De door appellant ingediende medische informatie in hoger beroep kan dan ook niet leiden tot een ander oordeel dan die van de rechtbank. Er bestaat geen aanleiding om op grond van deze informatie of omdat appellant niet in staat is om zijn gronden medisch te onderbouwen, een deskundige te benoemen. Er zijn onvoldoende aanwijzingen voor twijfel aan de zorgvuldigheid en juistheid van de verzekeringsgeneeskundige beoordeling. De informatie van de specialisten komt overeen met de informatie die daarvoor bekend was. Met de door appellant ervaren medisch objectiveerbare klachten is rekening gehouden in de FML. Voor zover de gronden van appellant zien op een IVA-uitkering per de datum in geding, kan deze grond niet slagen omdat de mate van arbeidsongeschiktheid juist is vastgesteld op 35 tot 80%.
4.8.
Uitgaande van de juistheid van de FML wordt voor de (medische) geschiktheid van de functies verwezen naar overweging 6 van de aangevallen uitspraak. De rechtbank heeft het beroep tegen het bestreden besluit terecht ongegrond verklaard.
4.9.
Uit 4.1 tot en met 4.8 volgt dat het hoger beroep niet slaagt en dat de aangevallen uitspraak moet worden bevestigd.

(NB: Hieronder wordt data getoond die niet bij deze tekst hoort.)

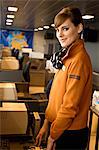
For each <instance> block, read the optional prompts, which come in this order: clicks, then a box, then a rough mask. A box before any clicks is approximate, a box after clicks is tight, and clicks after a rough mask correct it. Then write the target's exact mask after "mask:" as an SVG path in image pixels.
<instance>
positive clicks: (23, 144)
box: [0, 135, 95, 150]
mask: <svg viewBox="0 0 99 150" xmlns="http://www.w3.org/2000/svg"><path fill="white" fill-rule="evenodd" d="M4 145H6V144H4ZM31 146H33V142H32V140H30V141H28V140H27V141H21V140H19V141H14V140H13V141H11V142H10V144H8V148H6V147H5V149H4V147H3V148H1V149H0V150H29V147H31ZM89 150H95V135H92V136H91V142H90V147H89Z"/></svg>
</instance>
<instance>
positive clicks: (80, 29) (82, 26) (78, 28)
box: [78, 23, 83, 33]
mask: <svg viewBox="0 0 99 150" xmlns="http://www.w3.org/2000/svg"><path fill="white" fill-rule="evenodd" d="M82 31H83V25H82V23H80V24H79V25H78V33H81V32H82Z"/></svg>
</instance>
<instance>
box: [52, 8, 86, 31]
mask: <svg viewBox="0 0 99 150" xmlns="http://www.w3.org/2000/svg"><path fill="white" fill-rule="evenodd" d="M68 18H70V19H71V21H72V23H73V24H74V25H75V26H77V25H79V24H80V23H82V25H83V26H84V23H83V19H82V15H81V12H80V10H79V9H78V8H75V7H65V8H63V9H62V10H61V11H60V12H59V13H58V14H57V15H56V16H55V18H54V24H55V28H57V27H59V26H60V25H61V24H63V23H64V22H65V20H66V19H68Z"/></svg>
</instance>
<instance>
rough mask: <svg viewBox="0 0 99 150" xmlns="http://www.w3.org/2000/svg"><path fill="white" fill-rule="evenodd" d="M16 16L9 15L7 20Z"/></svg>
mask: <svg viewBox="0 0 99 150" xmlns="http://www.w3.org/2000/svg"><path fill="white" fill-rule="evenodd" d="M14 17H15V16H14V15H7V18H11V19H13V18H14Z"/></svg>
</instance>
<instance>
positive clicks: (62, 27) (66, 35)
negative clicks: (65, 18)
mask: <svg viewBox="0 0 99 150" xmlns="http://www.w3.org/2000/svg"><path fill="white" fill-rule="evenodd" d="M80 30H82V29H81V24H79V25H78V26H74V24H73V23H72V22H71V20H70V19H66V21H65V22H64V23H63V24H61V25H60V26H59V27H58V28H56V36H57V38H58V40H59V42H60V44H61V46H62V47H65V48H66V47H68V46H70V45H71V44H72V43H73V42H74V41H75V40H77V39H78V38H79V33H80V32H81V31H80Z"/></svg>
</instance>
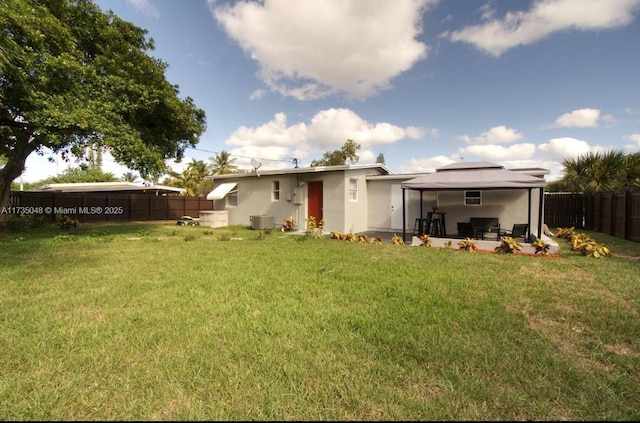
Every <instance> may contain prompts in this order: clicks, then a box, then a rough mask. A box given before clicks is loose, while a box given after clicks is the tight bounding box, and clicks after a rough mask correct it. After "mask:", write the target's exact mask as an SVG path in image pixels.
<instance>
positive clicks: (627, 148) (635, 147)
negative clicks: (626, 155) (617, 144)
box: [623, 134, 640, 153]
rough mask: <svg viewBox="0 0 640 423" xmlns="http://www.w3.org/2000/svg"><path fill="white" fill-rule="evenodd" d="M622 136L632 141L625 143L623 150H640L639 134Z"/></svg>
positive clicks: (629, 150) (636, 152)
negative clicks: (632, 143)
mask: <svg viewBox="0 0 640 423" xmlns="http://www.w3.org/2000/svg"><path fill="white" fill-rule="evenodd" d="M623 138H624V139H625V140H627V141H631V142H632V143H633V144H627V145H625V146H624V148H623V150H624V151H626V152H628V153H637V152H640V134H631V135H625V136H624V137H623Z"/></svg>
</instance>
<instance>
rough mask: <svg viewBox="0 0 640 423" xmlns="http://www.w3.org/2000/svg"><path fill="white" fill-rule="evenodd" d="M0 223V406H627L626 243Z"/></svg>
mask: <svg viewBox="0 0 640 423" xmlns="http://www.w3.org/2000/svg"><path fill="white" fill-rule="evenodd" d="M593 236H594V237H595V238H596V239H597V240H598V241H599V242H601V243H604V244H605V245H607V246H609V247H611V249H612V253H613V255H612V256H610V257H605V258H602V259H593V258H586V257H583V256H581V255H580V254H579V253H576V252H573V251H571V250H570V249H569V247H568V244H567V242H566V241H564V240H559V241H558V242H559V244H560V246H561V249H560V257H555V258H550V257H532V256H517V255H498V254H487V253H470V252H464V251H450V250H443V249H436V248H426V247H410V246H407V245H392V244H390V243H385V244H383V245H374V244H360V243H350V242H346V241H338V240H332V239H328V238H323V239H315V238H308V237H304V236H295V235H287V234H284V233H282V232H279V231H276V230H274V231H273V232H272V233H270V234H265V233H264V232H263V231H252V230H250V229H248V228H244V227H232V228H224V229H223V228H219V229H212V228H204V227H182V226H177V225H175V224H174V223H130V224H129V223H127V224H93V225H88V224H87V225H81V226H80V227H79V228H78V229H76V230H75V231H74V230H71V231H64V230H61V229H59V228H55V227H47V228H41V229H37V230H36V229H30V230H26V231H23V232H10V233H7V232H5V233H1V234H0V243H1V245H2V248H1V249H0V281H1V282H0V357H1V360H0V419H2V420H336V419H337V420H637V419H638V418H640V244H637V243H633V242H629V241H624V240H619V239H615V238H611V237H607V236H605V235H599V234H593Z"/></svg>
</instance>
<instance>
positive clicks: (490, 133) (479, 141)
mask: <svg viewBox="0 0 640 423" xmlns="http://www.w3.org/2000/svg"><path fill="white" fill-rule="evenodd" d="M522 137H523V135H522V133H520V132H518V131H516V130H515V129H512V128H507V127H506V126H504V125H501V126H494V127H493V128H491V129H489V130H488V131H486V132H483V133H482V134H480V135H479V136H477V137H471V136H469V135H462V136H461V137H459V139H461V140H462V141H464V142H466V143H467V144H472V145H491V144H509V143H512V142H515V141H518V140H519V139H521V138H522Z"/></svg>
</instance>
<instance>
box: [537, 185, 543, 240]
mask: <svg viewBox="0 0 640 423" xmlns="http://www.w3.org/2000/svg"><path fill="white" fill-rule="evenodd" d="M538 190H540V198H539V199H538V239H540V238H542V208H543V207H544V188H538Z"/></svg>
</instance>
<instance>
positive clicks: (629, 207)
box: [627, 191, 640, 242]
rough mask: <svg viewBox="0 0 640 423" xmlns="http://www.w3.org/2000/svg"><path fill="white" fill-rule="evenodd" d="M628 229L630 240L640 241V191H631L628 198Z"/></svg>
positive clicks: (628, 234)
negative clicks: (628, 212) (628, 210)
mask: <svg viewBox="0 0 640 423" xmlns="http://www.w3.org/2000/svg"><path fill="white" fill-rule="evenodd" d="M628 204H629V207H628V210H629V220H628V230H627V236H628V237H629V239H630V240H632V241H636V242H640V191H635V192H630V193H629V199H628Z"/></svg>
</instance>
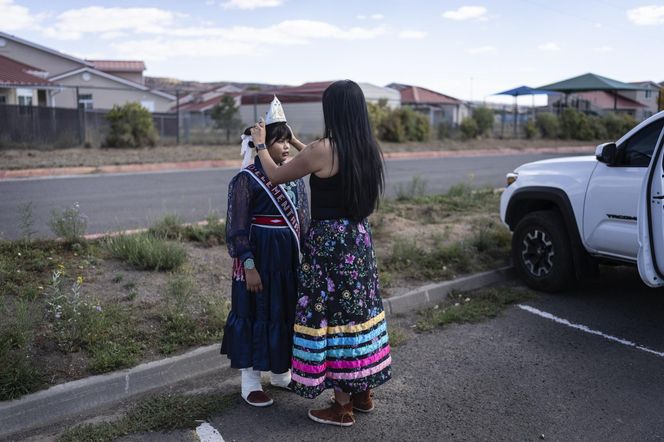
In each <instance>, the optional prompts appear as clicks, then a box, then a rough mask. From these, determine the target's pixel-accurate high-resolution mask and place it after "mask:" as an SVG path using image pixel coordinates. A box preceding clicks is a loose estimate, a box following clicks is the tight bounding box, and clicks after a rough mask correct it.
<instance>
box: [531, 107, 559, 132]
mask: <svg viewBox="0 0 664 442" xmlns="http://www.w3.org/2000/svg"><path fill="white" fill-rule="evenodd" d="M535 124H536V125H537V128H538V129H539V131H540V134H541V135H542V138H558V135H559V134H560V123H559V121H558V117H557V116H555V115H554V114H552V113H550V112H546V113H543V114H539V115H537V118H536V119H535Z"/></svg>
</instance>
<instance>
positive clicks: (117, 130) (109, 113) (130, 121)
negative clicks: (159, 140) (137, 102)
mask: <svg viewBox="0 0 664 442" xmlns="http://www.w3.org/2000/svg"><path fill="white" fill-rule="evenodd" d="M106 119H107V120H108V121H109V122H110V123H111V127H110V130H109V133H108V135H107V136H106V146H108V147H143V146H155V145H156V144H157V142H158V141H159V136H158V135H157V131H156V130H155V128H154V123H153V121H152V114H151V113H150V111H149V110H147V109H146V108H144V107H143V106H141V105H140V104H139V103H127V104H125V105H122V106H120V105H115V106H113V108H112V109H111V110H110V111H109V112H108V114H106Z"/></svg>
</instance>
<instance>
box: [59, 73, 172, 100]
mask: <svg viewBox="0 0 664 442" xmlns="http://www.w3.org/2000/svg"><path fill="white" fill-rule="evenodd" d="M82 72H89V73H91V74H94V75H98V76H100V77H103V78H106V79H108V80H111V81H114V82H116V83H120V84H124V85H126V86H129V87H132V88H134V89H139V90H141V91H145V92H150V93H153V94H155V95H159V96H161V97H164V98H167V99H169V100H175V98H176V97H175V96H174V95H171V94H167V93H166V92H162V91H158V90H156V89H150V88H149V87H147V86H144V85H142V84H140V83H136V82H133V81H131V80H127V79H126V78H122V77H118V76H117V75H113V74H108V73H106V72H103V71H99V70H97V69H93V68H89V67H83V68H79V69H74V70H72V71H69V72H64V73H62V74H59V75H56V76H54V77H51V78H49V80H51V81H55V80H61V79H63V78H67V77H71V76H72V75H76V74H80V73H82Z"/></svg>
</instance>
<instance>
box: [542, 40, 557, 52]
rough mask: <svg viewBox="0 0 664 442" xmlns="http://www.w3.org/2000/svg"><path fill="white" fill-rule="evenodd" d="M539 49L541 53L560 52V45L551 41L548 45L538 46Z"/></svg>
mask: <svg viewBox="0 0 664 442" xmlns="http://www.w3.org/2000/svg"><path fill="white" fill-rule="evenodd" d="M537 49H539V50H540V51H547V52H558V51H560V46H558V43H556V42H553V41H550V42H548V43H542V44H541V45H539V46H537Z"/></svg>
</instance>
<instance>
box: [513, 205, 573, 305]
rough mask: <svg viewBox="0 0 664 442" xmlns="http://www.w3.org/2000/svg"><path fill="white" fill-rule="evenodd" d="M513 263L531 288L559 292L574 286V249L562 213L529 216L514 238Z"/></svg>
mask: <svg viewBox="0 0 664 442" xmlns="http://www.w3.org/2000/svg"><path fill="white" fill-rule="evenodd" d="M512 261H513V262H514V267H515V268H516V271H517V273H518V274H519V276H520V277H521V279H522V280H523V281H524V282H525V283H526V285H527V286H528V287H531V288H533V289H535V290H541V291H544V292H558V291H561V290H563V289H564V288H566V287H568V286H569V285H570V284H571V283H572V282H574V280H575V277H574V265H573V261H572V247H571V244H570V240H569V235H568V234H567V229H566V228H565V224H564V223H563V220H562V218H561V217H560V215H559V214H558V212H556V211H553V210H542V211H538V212H533V213H530V214H528V215H526V216H525V217H524V218H523V219H522V220H521V221H520V222H519V224H518V225H517V226H516V229H515V230H514V235H513V236H512Z"/></svg>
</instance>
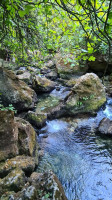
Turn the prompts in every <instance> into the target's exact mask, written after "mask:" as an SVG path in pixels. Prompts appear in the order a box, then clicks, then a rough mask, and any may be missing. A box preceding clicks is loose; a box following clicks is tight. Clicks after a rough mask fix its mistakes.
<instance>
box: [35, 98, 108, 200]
mask: <svg viewBox="0 0 112 200" xmlns="http://www.w3.org/2000/svg"><path fill="white" fill-rule="evenodd" d="M104 117H108V118H110V119H112V99H111V98H109V99H108V100H107V104H106V106H105V108H104V109H100V111H98V113H97V116H95V117H89V116H84V115H83V116H80V117H78V118H76V117H75V118H70V117H69V118H62V119H55V120H51V121H48V122H47V124H46V126H45V127H44V128H42V129H41V130H40V135H39V137H38V141H39V144H40V147H41V149H42V150H43V151H44V155H43V157H42V158H41V160H40V163H39V167H38V169H37V171H39V172H44V171H46V170H50V169H51V170H52V171H53V172H54V173H55V174H56V175H57V177H58V178H59V180H60V182H61V183H62V185H63V188H64V191H65V194H66V196H67V198H68V200H112V138H103V137H101V136H99V135H96V134H95V131H96V128H97V127H98V124H99V122H100V121H101V119H103V118H104ZM45 135H46V137H44V136H45Z"/></svg>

5. Voor een proceskostenveroordeling bestaat geen aanleiding.

BESLISSING

De Centrale Raad van Beroep bevestigt de aangevallen uitspraak.
Deze uitspraak is gedaan door mr. S. Wijna, in tegenwoordigheid van C.M. van de Ven als griffier. De beslissing is uitgesproken in het openbaar op 2 september 2020.